Yesterday I published several photos from Madam Tussauds, Sydney and mentioned the lighting at the museum was challenging. I briefly explained that I’d done the post-processing in Aperture by using a Portra preset and a lot of fiddling with white balance.
A few people contacted me asking if they could see the before and after photos. I think it’s a great idea, so here we go. Let me explain the process in a bit more detail.
Taking the photographs
As I mentioned yesterday, the photographs were shot in RAW with a Fuji X100S. I kept the aperture wide open at f2 for the most part and even with that the ISO was hovering between 1600 and 3200.
The lighting was extremely varied and obviously I couldn’t influence it much. Flash is not allowed in the museum, and it probably would’ve killed the atmosphere anyway. Obviously, I couldn’t change any lights either. All I could do was use my body to reflect a little bit of light off my light coloured shirt.
The overall ambient light was almost red and not bright enough. Some sculptures had blue and violet lights coming from the sides which made them look really cool in the museum, but a pain to photograph.
Post-processing the photographs
As soon as I got back home, I imported all 211 photographs into Aperture. I did a quick edit to pick my favourites and from there did a second pass to select the ones I published yesterday. Most of the photos are of my daughter playing with the props and interacting with the sculptures. The museum is very kid-friendly and they encourage people to touch and experiment with things.
Once I had narrowed it down to about 20 photos of sculptures, I went in to the Adjustments pane in Aperture and tried to colour correct the photos.
This is what they look like straight out of the camera:
The first thing I tried was the Skin Tone control in the White Balance brick. It often works really well. Just click on the eye dropper icon and then click somewhere on the skin. I find selecting the cheeks works best.
That instantly made it a lot better. It removed the redness and brought out other colours. But it still wasn’t right.
Right, of course, being subjective. What looks right for you might not be what looks right for me. And since I don’t know what Einstein’s skin looked like in real life, I’ll just have to pick what looks good to me.
After toying around with the Skin Tone slider a bit I decided to try the Neutral Grey control. I clicked on his shirt, which is supposedly white, but that didn’t work. Then I clicked on the grey line behind him on the left side of the photo and that got me really close. A little fiddling with the slider got me 95% there.
I then put the Black Point down to zero in the Exposure brick. The default was 3.
After that, I applied the beta version of the Portra preset for Aperture from Rob Boyer that I mentioned yesterday. It’s very subtle but does an amazing job. As a side note, I haven’t had time to experiment with the final version, but going by the beta I’m sure it’ll be awesome.
I honestly never used Portra in the film days, so I have no idea what it looked like.

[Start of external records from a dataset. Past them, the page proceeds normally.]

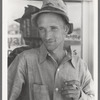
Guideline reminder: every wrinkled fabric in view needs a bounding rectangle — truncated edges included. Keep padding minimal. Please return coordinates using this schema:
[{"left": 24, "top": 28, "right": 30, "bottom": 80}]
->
[{"left": 8, "top": 45, "right": 94, "bottom": 100}]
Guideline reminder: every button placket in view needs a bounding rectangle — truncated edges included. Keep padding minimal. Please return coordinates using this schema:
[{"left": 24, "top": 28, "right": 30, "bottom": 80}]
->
[{"left": 53, "top": 65, "right": 63, "bottom": 100}]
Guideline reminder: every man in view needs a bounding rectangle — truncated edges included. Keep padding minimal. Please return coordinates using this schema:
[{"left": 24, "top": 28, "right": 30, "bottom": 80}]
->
[{"left": 8, "top": 0, "right": 94, "bottom": 100}]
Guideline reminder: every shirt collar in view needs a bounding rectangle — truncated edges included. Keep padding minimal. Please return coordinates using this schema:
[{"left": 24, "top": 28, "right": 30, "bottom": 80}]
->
[{"left": 39, "top": 44, "right": 77, "bottom": 68}]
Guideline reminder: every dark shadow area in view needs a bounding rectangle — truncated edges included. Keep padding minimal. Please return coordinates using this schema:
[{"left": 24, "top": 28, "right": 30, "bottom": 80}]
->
[{"left": 0, "top": 0, "right": 2, "bottom": 100}]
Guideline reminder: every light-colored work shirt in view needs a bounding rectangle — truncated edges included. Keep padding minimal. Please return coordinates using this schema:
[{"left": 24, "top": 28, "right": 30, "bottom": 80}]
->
[{"left": 8, "top": 45, "right": 94, "bottom": 100}]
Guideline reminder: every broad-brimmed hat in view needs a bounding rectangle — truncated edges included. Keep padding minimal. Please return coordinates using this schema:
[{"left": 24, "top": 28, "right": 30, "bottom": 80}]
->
[{"left": 32, "top": 0, "right": 73, "bottom": 34}]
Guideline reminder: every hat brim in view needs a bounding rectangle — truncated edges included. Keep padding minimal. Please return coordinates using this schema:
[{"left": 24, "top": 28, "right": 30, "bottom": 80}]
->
[
  {"left": 32, "top": 7, "right": 69, "bottom": 23},
  {"left": 31, "top": 7, "right": 73, "bottom": 34}
]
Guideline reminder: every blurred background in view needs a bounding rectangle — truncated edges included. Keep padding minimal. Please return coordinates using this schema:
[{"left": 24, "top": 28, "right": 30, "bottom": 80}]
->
[{"left": 7, "top": 0, "right": 94, "bottom": 76}]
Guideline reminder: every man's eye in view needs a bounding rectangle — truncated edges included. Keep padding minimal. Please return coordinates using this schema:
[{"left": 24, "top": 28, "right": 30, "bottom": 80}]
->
[
  {"left": 51, "top": 27, "right": 58, "bottom": 30},
  {"left": 39, "top": 28, "right": 43, "bottom": 30}
]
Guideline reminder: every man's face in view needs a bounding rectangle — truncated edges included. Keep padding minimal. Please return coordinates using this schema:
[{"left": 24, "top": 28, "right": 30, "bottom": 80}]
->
[{"left": 37, "top": 13, "right": 68, "bottom": 51}]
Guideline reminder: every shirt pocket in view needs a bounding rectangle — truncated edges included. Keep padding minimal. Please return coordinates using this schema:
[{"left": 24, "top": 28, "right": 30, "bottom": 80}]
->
[{"left": 33, "top": 84, "right": 50, "bottom": 100}]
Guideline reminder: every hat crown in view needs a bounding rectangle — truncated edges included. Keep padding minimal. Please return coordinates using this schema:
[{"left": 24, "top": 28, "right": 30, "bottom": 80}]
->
[{"left": 42, "top": 0, "right": 66, "bottom": 12}]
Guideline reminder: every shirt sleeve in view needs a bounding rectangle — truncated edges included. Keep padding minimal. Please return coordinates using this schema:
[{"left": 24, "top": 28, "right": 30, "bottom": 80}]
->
[
  {"left": 79, "top": 61, "right": 94, "bottom": 100},
  {"left": 8, "top": 55, "right": 25, "bottom": 100}
]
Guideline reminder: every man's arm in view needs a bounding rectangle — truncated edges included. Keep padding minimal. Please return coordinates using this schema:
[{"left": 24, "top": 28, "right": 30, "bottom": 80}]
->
[
  {"left": 79, "top": 61, "right": 94, "bottom": 100},
  {"left": 8, "top": 55, "right": 25, "bottom": 100}
]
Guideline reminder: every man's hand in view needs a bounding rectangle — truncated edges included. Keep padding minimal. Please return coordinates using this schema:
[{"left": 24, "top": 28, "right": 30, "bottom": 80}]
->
[{"left": 61, "top": 80, "right": 81, "bottom": 100}]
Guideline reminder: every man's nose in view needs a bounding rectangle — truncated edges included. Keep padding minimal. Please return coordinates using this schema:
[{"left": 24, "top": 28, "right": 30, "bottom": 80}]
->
[{"left": 45, "top": 30, "right": 53, "bottom": 40}]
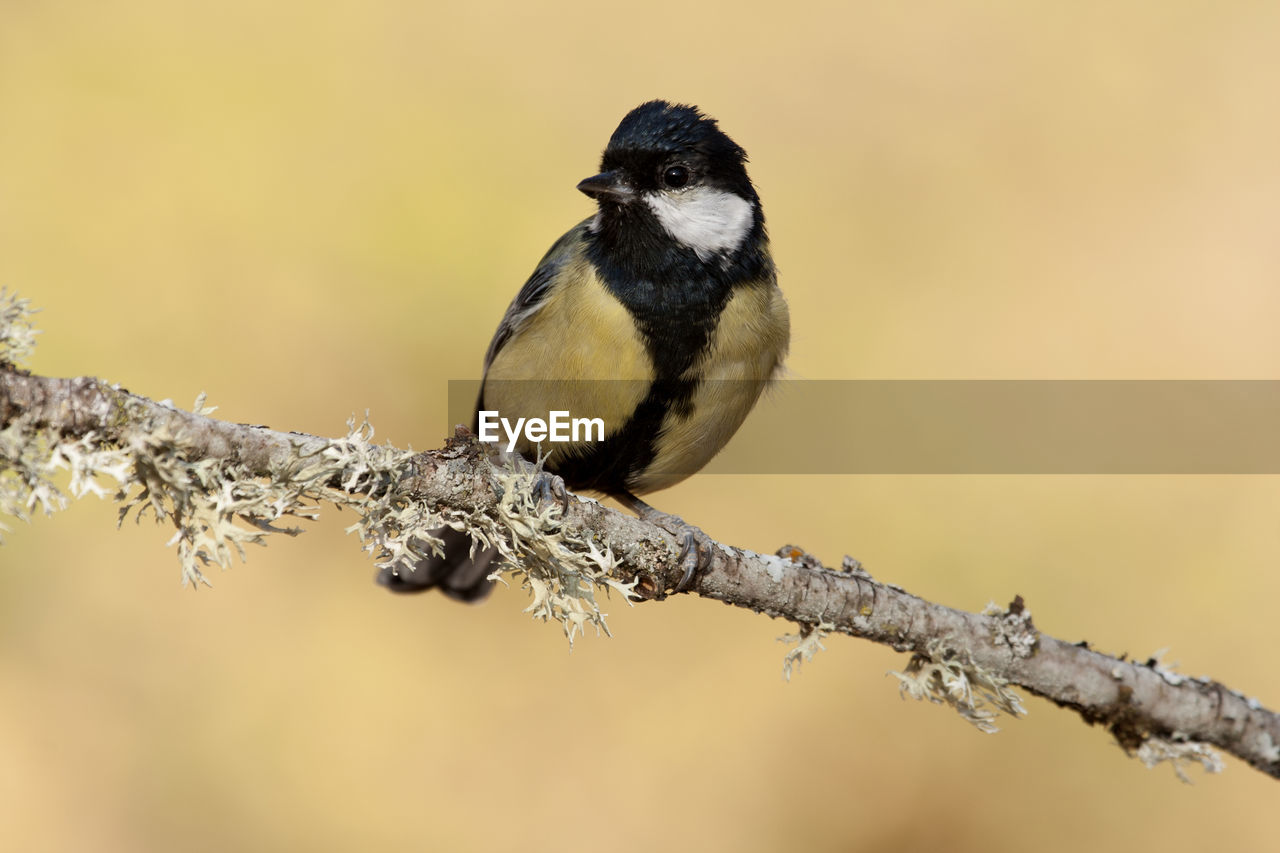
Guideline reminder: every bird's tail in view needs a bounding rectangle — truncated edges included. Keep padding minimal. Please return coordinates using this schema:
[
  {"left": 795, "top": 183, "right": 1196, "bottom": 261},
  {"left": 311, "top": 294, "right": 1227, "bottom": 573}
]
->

What I do know is that this preset makes the images come alive in a very natural way.
For most of the photos, that was it:
- Fiddle with White Balance
- Reduce Black Point
- Apply Portra preset
Here’s what Einstein looks like after the tweaks above.
Some photographs had mixed light and weren’t as straightforward. For example, Bruce Willis was under red-orange ambient light but had purple, pink, and blue lights around him.
For these, I followed the same process except I manipulated the colour a bit more with a Curves adjustment. I went into the RGB channels and adjusted them until it looked right. For some, I also reduced Saturation a tad.